Results from this study suggest that mesenchymal stromal features are fixed permanently to xenograft tumor cells. ARCaPE cells have the tendency to undergo EMT following a variety of extracellular and intracellular cues. We have reported that soluble factors, including EGF, IGF-1, TGFβ1, and β2-microglubulin, could induce EMT in ARCaPE cells by receptor-mediated signal transduction (16,32,33). The factor-induced EMT, however, was mostly transient and reversible, because the treated cells would resume epithelial morphology once the inducing factor was removed. ARCaPE cells can also commit to EMT by endogenous and genetic changes. We have reported that stable overexpression of a constitutively active SNAIL mutant leads to EMT in ARCaPE cells (19), and the same is true with stable overexpression of LIV-1 (16). Importantly in both cases, the genetic manipulations resulted in permanent and irreversible EMT in these cells. Since cancer cells can acquire genomic and genetic changes through interaction with mesenchymal stromal cells (34-36), it is likely that the permanent EMT observed in this study is caused by genetic changes. The representative clones have been isolated from ARCaPE tumors and identification of the causal factors is currently underway.
Finally, this study demonstrated that fluorescence protein tagging is a sensitive technique to track xenograft tumor cells metastasis. Following a second inoculation, orthotopic tumors showed increased growth rates and distant metastasis. Due to tumor burden, the animals were sacrificed before metastatic bone lesions could be detected by conventional methods (data not shown). Nonetheless, with red fluorescence protein tagging, metastatic tumor cells could be detected and cloned from blood, bone marrow, ascites, and lung because tumor cells could be detected and distinguished from mouse host cells by red fluorescence (Figures 3 and and4).4). Similarly, we expect that red fluorescence may facilitate quantification and comparison of metastatic cells in these tissues. We are currently testing to quantify these cells with flow cytometric methods.

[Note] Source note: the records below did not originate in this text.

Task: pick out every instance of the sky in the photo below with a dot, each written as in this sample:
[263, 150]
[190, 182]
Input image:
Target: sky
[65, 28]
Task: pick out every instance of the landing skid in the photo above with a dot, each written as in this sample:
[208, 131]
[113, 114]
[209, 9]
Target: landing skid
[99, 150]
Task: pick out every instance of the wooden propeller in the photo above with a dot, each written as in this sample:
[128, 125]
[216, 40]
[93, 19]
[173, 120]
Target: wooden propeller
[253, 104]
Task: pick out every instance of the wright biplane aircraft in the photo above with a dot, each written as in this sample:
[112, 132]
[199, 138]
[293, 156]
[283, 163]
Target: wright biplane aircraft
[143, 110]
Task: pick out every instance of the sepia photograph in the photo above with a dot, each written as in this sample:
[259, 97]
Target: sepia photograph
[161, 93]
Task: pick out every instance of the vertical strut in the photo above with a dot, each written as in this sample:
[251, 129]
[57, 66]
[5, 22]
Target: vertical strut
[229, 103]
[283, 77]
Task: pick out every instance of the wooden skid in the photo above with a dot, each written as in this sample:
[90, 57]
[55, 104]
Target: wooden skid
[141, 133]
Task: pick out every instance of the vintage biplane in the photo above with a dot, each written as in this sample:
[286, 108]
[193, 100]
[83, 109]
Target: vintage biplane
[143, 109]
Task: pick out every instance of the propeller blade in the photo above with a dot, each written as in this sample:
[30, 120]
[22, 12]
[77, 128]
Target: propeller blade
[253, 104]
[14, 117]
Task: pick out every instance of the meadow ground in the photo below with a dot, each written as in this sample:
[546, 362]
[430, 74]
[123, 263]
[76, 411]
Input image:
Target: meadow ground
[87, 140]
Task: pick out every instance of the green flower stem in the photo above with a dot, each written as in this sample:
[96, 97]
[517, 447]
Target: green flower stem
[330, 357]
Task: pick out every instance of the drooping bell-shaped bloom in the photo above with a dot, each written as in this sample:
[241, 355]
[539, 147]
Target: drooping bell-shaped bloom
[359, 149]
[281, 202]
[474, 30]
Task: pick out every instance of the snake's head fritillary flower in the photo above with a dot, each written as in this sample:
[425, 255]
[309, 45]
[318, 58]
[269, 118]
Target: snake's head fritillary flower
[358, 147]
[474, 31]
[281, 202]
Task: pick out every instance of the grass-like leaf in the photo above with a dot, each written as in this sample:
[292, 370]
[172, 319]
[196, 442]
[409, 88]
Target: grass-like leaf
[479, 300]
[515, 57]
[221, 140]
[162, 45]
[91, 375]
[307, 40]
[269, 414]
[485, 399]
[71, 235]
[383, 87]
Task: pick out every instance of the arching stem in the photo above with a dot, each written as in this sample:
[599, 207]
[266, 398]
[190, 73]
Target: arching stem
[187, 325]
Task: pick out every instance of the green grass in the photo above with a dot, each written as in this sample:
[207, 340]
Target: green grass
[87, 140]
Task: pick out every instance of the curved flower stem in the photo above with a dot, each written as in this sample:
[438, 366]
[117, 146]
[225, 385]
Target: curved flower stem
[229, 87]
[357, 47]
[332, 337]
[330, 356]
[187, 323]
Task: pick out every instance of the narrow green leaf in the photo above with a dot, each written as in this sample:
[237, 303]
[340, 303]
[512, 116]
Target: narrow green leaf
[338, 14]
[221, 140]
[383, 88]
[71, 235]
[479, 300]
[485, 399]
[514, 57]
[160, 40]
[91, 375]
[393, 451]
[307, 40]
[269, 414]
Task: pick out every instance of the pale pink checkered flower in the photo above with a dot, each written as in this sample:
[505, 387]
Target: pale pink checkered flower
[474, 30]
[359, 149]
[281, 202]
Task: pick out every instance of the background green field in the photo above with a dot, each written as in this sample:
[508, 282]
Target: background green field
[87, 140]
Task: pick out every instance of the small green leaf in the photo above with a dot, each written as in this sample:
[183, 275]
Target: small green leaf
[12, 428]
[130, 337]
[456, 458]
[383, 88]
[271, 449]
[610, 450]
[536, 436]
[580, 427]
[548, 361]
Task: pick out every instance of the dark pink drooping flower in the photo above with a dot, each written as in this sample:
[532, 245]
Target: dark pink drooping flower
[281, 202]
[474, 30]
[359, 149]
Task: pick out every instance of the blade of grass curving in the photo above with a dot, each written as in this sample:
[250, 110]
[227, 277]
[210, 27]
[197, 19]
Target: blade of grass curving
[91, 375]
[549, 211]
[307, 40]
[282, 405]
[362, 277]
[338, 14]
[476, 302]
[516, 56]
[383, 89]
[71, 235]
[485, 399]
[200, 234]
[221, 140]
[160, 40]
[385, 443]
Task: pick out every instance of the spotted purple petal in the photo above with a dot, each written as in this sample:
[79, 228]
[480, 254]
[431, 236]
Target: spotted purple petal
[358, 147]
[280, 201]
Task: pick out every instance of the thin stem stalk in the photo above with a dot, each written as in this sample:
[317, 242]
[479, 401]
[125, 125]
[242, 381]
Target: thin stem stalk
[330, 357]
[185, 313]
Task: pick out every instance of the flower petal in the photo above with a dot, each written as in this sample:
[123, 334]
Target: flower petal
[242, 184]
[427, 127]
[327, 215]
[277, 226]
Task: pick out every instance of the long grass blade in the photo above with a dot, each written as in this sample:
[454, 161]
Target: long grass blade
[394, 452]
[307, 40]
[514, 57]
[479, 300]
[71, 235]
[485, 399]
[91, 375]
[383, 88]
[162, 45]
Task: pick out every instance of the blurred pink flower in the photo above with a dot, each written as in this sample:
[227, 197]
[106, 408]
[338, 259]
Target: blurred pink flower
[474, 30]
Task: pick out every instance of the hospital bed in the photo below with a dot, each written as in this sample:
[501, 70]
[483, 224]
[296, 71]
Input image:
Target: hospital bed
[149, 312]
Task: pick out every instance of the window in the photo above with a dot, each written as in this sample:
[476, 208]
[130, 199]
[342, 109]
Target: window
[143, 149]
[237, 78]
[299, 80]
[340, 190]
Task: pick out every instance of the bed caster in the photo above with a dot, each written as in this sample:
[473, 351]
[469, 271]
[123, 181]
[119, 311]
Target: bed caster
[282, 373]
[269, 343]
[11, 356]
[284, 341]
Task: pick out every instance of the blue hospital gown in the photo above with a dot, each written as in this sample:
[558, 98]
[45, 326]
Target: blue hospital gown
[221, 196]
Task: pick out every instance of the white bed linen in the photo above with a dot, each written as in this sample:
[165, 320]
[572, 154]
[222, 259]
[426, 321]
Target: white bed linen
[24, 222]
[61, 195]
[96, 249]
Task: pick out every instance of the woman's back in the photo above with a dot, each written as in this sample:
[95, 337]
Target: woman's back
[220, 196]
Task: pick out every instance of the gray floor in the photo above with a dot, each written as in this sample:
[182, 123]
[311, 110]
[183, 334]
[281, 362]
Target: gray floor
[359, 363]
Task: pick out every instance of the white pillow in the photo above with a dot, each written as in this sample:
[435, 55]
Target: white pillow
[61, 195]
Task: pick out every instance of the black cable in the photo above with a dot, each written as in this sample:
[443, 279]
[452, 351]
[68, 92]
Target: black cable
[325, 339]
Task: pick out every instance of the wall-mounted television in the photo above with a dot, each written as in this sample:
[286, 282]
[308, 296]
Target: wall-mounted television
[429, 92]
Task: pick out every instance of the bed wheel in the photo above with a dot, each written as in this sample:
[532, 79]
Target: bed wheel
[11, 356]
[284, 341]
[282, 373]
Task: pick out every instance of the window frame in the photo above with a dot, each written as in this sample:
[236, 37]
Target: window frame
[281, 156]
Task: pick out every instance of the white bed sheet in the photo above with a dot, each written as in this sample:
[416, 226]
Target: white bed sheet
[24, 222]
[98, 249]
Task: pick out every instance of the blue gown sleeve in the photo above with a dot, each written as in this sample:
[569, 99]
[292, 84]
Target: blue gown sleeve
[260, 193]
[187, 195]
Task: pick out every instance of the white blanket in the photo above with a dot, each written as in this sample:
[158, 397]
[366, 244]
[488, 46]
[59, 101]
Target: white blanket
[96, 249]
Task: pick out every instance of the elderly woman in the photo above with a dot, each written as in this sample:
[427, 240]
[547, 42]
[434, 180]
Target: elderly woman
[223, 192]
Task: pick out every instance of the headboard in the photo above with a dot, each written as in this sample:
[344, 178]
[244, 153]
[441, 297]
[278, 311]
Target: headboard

By tracking the fate of cancer cells with red fluorescence protein, this work demonstrated that human ARCaPE prostate cancer cells undergo EMT-like changes, which in turn render cancer cells with increased metastatic potential. This work established an in vivo animal model for elucidating the role of cancer-stromal interaction in promoting EMT during prostate cancer progression and metastasis.
This work is supported by research grants R21CA112330, PC040578, CA132388 (RXW), and CA98912-02 (LWKC).